Sometimes when you're on holiday you lose track of the day and time. It's been fantastic to go to sleep whenever and wake-up whenever - Clock? What is that? - but it's starting to take its toll on me. When I woke up this morning with the biggest hung-over like feeling, I realised that I cannot take this 14-16 hour sleep a day thing anymore; feeling that my age is finally creeping up on me....
Speaking of age, and how Chinese New Year is just 'round the corner, surely the relatives after the usual, "Wah Amehdah! Fat/Slim already loh!" will continue with the question, "So how old are you now arh?" thinking that surely, in their days, 24 is when they've already been wed with x number of kids. Come to think of it, my mother wed at 22 and had me by the time she was 24!
It's scary. I feel old. And it's surreal to believe that I'm still at university (albeit in my final year, finally) while most of my friends are out in the real world, and hearing stories of how they are struggling with making it on their own with graduate wages, the stress of work, while at the same time, trying to juggle a social life out of the corporate office.
And then another close friend got married.
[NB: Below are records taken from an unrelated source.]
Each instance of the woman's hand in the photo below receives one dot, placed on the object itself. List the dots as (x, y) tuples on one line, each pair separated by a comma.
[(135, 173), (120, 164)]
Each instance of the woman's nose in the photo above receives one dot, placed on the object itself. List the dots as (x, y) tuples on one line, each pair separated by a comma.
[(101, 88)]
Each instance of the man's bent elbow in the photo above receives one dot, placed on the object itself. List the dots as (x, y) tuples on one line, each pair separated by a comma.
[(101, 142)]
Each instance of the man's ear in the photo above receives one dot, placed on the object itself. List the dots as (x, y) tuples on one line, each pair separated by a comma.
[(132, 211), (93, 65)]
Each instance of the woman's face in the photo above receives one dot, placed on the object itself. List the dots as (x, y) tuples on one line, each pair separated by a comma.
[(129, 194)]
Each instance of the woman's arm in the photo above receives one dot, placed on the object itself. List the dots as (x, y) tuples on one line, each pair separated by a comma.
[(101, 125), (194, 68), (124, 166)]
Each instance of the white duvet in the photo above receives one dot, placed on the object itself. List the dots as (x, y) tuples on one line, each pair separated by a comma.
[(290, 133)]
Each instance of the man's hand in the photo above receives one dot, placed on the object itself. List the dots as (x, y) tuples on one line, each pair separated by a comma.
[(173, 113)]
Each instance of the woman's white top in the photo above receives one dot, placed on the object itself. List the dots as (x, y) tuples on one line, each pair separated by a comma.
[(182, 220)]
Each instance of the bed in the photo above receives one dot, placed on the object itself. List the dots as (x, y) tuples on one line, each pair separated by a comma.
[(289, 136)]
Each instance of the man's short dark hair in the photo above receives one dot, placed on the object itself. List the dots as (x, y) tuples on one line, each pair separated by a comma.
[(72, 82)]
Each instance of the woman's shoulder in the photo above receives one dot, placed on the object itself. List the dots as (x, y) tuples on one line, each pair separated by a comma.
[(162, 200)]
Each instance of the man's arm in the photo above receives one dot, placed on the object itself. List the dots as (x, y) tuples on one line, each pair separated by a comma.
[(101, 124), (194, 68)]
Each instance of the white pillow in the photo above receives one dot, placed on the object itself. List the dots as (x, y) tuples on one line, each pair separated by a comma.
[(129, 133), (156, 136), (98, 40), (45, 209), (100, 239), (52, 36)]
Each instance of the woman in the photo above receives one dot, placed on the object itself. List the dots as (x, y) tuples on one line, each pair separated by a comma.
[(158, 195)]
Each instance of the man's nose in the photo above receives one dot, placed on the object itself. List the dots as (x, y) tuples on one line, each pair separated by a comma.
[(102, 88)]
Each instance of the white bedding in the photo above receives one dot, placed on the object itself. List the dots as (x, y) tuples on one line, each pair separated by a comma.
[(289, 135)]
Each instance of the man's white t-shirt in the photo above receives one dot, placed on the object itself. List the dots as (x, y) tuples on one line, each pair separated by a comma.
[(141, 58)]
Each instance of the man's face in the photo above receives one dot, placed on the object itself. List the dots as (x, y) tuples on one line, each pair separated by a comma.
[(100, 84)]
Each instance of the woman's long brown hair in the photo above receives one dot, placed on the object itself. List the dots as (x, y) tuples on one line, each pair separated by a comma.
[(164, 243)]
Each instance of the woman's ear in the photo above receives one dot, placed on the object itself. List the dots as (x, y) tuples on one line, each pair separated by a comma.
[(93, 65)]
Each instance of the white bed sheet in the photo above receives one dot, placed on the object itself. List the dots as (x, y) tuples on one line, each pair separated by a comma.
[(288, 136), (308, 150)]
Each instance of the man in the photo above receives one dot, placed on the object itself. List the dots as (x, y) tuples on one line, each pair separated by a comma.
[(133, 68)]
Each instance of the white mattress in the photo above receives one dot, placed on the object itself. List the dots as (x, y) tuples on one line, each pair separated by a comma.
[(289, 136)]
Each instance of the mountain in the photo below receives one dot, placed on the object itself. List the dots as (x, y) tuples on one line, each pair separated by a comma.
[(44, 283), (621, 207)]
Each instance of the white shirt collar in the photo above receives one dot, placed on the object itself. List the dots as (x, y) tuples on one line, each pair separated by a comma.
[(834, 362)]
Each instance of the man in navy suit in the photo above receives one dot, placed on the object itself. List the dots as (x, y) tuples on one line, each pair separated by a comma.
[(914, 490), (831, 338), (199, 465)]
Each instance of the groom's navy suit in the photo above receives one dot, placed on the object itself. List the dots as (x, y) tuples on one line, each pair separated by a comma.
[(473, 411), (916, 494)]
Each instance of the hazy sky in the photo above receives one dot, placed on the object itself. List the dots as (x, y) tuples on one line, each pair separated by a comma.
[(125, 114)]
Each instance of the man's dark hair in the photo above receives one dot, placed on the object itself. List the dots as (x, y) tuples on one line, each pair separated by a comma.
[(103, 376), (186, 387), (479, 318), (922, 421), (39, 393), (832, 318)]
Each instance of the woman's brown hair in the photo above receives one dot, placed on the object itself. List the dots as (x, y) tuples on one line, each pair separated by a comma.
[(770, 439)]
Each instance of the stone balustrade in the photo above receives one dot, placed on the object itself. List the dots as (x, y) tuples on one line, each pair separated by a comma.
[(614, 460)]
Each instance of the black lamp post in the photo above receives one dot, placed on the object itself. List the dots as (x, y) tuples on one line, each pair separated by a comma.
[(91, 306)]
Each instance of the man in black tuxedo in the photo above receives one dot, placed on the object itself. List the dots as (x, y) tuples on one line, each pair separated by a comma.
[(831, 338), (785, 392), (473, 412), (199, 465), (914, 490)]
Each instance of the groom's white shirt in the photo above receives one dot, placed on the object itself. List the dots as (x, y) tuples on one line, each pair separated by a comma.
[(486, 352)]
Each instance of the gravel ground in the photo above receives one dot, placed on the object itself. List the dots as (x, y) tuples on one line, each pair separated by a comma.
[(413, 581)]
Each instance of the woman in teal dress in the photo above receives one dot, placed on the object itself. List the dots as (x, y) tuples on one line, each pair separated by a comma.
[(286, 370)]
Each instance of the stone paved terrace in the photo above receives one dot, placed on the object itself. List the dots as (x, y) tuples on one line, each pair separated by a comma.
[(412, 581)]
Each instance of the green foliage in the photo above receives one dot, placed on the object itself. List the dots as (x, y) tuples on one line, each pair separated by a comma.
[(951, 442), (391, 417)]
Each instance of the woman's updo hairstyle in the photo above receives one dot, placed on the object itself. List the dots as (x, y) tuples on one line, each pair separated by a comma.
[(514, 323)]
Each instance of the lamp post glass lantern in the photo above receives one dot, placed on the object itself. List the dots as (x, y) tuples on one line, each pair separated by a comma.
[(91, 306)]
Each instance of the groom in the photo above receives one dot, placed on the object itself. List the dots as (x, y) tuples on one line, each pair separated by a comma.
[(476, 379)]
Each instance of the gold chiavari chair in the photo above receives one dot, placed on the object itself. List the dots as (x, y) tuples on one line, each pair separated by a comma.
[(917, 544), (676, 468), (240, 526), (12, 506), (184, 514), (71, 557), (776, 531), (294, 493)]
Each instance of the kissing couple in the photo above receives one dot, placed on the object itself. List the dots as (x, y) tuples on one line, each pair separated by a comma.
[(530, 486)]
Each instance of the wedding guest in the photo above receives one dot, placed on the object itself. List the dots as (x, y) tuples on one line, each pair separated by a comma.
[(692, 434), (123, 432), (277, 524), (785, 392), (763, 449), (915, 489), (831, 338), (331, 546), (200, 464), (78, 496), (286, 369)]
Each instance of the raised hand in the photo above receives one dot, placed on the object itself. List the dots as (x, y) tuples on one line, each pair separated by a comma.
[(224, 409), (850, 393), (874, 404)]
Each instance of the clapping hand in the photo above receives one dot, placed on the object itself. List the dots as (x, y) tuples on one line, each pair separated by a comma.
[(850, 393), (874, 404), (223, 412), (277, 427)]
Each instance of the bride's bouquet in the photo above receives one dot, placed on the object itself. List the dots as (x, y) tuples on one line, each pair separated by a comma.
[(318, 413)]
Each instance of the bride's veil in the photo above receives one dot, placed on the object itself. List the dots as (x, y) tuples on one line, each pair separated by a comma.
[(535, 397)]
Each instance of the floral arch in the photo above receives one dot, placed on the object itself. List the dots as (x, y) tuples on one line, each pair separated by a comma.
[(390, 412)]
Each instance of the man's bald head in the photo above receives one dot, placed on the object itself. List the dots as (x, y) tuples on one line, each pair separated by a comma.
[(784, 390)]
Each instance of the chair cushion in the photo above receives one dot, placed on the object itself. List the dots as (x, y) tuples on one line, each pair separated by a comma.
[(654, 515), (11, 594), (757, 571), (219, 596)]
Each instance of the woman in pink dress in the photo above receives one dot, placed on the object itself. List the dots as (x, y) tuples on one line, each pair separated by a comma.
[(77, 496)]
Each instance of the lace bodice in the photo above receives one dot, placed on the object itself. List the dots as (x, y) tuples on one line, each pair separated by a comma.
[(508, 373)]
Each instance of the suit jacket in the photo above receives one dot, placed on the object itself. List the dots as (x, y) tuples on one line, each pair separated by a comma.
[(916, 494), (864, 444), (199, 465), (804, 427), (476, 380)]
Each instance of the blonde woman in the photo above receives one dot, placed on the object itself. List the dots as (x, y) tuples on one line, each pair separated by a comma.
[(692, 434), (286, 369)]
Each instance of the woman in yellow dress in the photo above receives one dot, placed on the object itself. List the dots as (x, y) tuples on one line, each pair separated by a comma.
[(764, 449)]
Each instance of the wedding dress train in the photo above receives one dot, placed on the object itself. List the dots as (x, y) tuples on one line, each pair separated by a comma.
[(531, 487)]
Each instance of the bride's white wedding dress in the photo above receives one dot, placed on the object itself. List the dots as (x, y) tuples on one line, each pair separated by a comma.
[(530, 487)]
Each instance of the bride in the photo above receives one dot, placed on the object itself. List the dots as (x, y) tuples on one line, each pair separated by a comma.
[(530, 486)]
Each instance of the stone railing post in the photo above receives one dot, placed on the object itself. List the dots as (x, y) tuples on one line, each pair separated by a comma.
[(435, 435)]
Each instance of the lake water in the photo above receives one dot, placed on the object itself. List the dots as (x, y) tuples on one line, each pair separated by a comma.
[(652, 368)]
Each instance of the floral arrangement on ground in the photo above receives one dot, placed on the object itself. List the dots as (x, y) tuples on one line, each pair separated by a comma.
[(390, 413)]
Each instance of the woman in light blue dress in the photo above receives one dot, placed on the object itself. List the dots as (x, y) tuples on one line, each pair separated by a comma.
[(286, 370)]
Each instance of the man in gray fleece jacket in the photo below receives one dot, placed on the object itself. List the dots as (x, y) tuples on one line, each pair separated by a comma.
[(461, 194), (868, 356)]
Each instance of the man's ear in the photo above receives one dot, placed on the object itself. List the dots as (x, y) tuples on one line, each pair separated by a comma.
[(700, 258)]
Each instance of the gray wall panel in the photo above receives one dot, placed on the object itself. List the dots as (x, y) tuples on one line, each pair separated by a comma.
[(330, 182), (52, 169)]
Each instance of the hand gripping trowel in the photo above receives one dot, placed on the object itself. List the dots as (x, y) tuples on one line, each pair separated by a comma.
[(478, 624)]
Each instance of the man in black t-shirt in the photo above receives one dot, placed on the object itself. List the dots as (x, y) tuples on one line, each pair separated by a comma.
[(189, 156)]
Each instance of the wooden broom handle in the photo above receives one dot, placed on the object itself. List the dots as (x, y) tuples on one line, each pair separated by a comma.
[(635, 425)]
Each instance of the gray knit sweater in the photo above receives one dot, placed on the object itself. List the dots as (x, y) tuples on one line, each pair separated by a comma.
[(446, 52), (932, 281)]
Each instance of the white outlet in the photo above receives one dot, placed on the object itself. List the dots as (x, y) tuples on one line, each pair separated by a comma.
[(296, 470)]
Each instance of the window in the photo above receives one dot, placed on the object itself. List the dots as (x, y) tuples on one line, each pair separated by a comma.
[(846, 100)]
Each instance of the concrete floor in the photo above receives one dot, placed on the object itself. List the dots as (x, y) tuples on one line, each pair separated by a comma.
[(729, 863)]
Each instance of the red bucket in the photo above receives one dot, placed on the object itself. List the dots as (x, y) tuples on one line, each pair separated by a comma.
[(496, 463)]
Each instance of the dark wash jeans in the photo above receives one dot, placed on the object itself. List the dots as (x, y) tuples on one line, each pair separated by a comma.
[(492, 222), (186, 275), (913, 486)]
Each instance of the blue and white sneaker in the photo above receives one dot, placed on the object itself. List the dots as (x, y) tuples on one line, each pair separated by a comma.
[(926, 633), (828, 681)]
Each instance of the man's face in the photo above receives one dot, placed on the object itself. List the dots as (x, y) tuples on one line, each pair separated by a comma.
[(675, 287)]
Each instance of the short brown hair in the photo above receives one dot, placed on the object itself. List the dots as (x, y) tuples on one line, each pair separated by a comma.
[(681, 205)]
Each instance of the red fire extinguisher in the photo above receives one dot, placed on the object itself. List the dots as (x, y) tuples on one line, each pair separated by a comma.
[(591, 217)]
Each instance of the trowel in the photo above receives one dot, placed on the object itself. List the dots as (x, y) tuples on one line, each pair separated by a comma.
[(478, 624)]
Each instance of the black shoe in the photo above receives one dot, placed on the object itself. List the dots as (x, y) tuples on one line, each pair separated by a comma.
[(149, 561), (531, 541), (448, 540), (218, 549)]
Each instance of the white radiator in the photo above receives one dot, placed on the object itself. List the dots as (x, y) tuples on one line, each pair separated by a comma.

Three other close friends were just discussing with me about marriage, and buying a home for themselves and their plus ones, and surely, surely, how they would kill me if I wasn't there for their lovely weddings wherever in the world I am at that time.
I don't see myself jumping on the marriage train anytime soon (well, I would need to find someone to marry first to begin with...) but those events have propelled me to thinking about it, and regretfully, discussing it with my mother.
The mother then proceeded to tick off her fingers a list of suitable venues, themes, type of dinners that would be served, and... what kind of dress she would be wearing for the evening/tea ceremony/etc (that ridiculous but very gorgeous RM10,000 Ralph Lauren dress). Apparently someone has been thinking about it for a while...
My sister and I stared at her incredulously, and the sister then said, "Oh my, I've heard of Bridezilla, but I think we have a case of Mumzilla here."
I mumbled a reminder that I need someone to marry to begin with. What not marry, to date.
The mother with her super-sensitive but very selective hearing then replied, "Oh don't worry, if anything, we can put you in those dating service thing. You know, the one where they only allow corporate people." The sister went kekeke as she is culprit who introduced the mother to that idea from a magazine article she was reading.
There you go. Perhaps I should feel relieved that my potential future happiness lie in these dating agencies. After all, the mother has it all planned.
It's time to get my bum off and wake up early for once and do some serious jogging. 27 more days before I have to fit into that god fearing cheong-sam.